Hoher Ruhestrom heisst nämlich: hohe Verlustleistung, mit 7 Endstufen in einem passiv gekühlten Gehäuse sind da einfach physikalische Limits gesetzt.
Stärkere Gegenkopplung kann das Problem lindern, dann kommen aber (insbesondere bei sehr kritischen Boxen) plötzlich andere Probleme (z.B. "Kabelklang") in's Spiel.
Und was noch dazu kommt: Die von der Box konsumierte Blindleistung (die sich also in Kondensatoren und Spulen der Box wirkungslos verläuft) erzeugt in der Endstufe die gleiche Verlustleistung!
Und so kommt es dann, dass an bestimmten Boxen (wir hatten diese Diskussion bereits bzgl. einer 4-Wege-Box) unterschiedliche Endstufen und unterschiedliche Kabel tatsächlich hörbare Klangunterschiede produzieren können, während diese Effekte z.B. an einer Nubert-Box überwiegend unterhalb der Hörbarkeitsschwelle liegen sollten.
Nachsatz:
Wer dieses Problem verstanden hat wird auch schnell verstehen, dass das "Bi-Amping" mit einem AVR bei genauerer Betrachtung völlig idiotisch ist.

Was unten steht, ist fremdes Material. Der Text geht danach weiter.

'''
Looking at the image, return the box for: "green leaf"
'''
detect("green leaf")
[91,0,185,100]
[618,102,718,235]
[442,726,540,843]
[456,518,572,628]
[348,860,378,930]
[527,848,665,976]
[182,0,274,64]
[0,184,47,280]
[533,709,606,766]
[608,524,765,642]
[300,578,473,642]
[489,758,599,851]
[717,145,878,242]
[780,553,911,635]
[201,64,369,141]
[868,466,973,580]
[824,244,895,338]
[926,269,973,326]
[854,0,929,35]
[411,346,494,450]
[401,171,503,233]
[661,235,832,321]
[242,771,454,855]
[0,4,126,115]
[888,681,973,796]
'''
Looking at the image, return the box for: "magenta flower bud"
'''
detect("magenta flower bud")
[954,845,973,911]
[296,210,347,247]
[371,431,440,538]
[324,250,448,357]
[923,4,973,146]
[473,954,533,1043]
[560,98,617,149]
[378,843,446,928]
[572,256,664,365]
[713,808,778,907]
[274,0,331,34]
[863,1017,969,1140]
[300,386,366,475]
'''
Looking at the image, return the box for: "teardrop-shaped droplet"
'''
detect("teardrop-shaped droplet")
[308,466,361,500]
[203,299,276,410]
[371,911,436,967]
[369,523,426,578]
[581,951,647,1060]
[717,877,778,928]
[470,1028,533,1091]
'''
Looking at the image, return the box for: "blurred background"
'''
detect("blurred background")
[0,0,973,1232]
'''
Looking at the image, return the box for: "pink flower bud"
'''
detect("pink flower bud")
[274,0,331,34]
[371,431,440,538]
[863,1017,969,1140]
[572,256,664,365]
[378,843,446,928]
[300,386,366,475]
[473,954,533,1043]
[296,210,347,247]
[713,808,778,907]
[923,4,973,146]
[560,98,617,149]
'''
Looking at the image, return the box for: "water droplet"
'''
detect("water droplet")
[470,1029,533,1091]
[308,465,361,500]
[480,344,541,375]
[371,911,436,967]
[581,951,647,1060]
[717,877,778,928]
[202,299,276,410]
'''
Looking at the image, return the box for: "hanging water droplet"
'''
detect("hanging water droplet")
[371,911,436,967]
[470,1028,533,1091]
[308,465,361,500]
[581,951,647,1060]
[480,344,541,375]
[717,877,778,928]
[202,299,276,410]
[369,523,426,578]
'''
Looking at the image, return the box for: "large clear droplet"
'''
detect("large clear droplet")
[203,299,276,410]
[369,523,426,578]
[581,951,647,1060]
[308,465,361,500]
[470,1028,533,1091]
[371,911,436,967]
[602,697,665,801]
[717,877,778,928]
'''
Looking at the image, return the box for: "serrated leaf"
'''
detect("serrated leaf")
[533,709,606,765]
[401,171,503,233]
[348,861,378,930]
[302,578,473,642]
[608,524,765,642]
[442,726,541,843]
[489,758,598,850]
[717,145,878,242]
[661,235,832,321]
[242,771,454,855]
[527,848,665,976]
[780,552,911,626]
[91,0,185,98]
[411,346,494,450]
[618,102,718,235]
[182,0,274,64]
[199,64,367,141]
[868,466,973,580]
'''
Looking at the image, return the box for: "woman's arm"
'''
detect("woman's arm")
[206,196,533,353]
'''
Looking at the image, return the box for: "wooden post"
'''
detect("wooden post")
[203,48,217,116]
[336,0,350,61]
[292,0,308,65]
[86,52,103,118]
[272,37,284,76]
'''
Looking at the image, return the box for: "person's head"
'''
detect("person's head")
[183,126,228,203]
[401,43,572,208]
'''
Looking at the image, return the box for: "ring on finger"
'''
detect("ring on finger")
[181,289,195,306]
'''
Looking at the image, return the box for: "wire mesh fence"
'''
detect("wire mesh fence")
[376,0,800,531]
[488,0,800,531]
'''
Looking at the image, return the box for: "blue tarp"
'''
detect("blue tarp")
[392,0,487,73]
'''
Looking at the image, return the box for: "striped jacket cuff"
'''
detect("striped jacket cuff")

Im Übernahme-Bereich der Frequenzweichen kann man sehr schön beobachten, wie sich die Blindlast-Anteile der beiden Zweige gegenseitig kompensieren. Durch Auftrennung und "Bi-Amping" steigt in beiden Zweigen der Blindlast-Anteil, d.h. beide Zweige sind jetzt für die diesbezüglich ohnehin sensiblen Endstufen des AVRs wesentlich kritischer, dadurch steigt (bei gleicher Ausgangsleistung) auch die Gesamt-Verlustleistung! Und die Pegelfestigkeit ist auch nicht höher, weil beide Endstufen noch immer das volle Spektrum verstärken müssen und das gemeinsame Netzteil (als limitierender Faktor) auch noch höher belastet wird.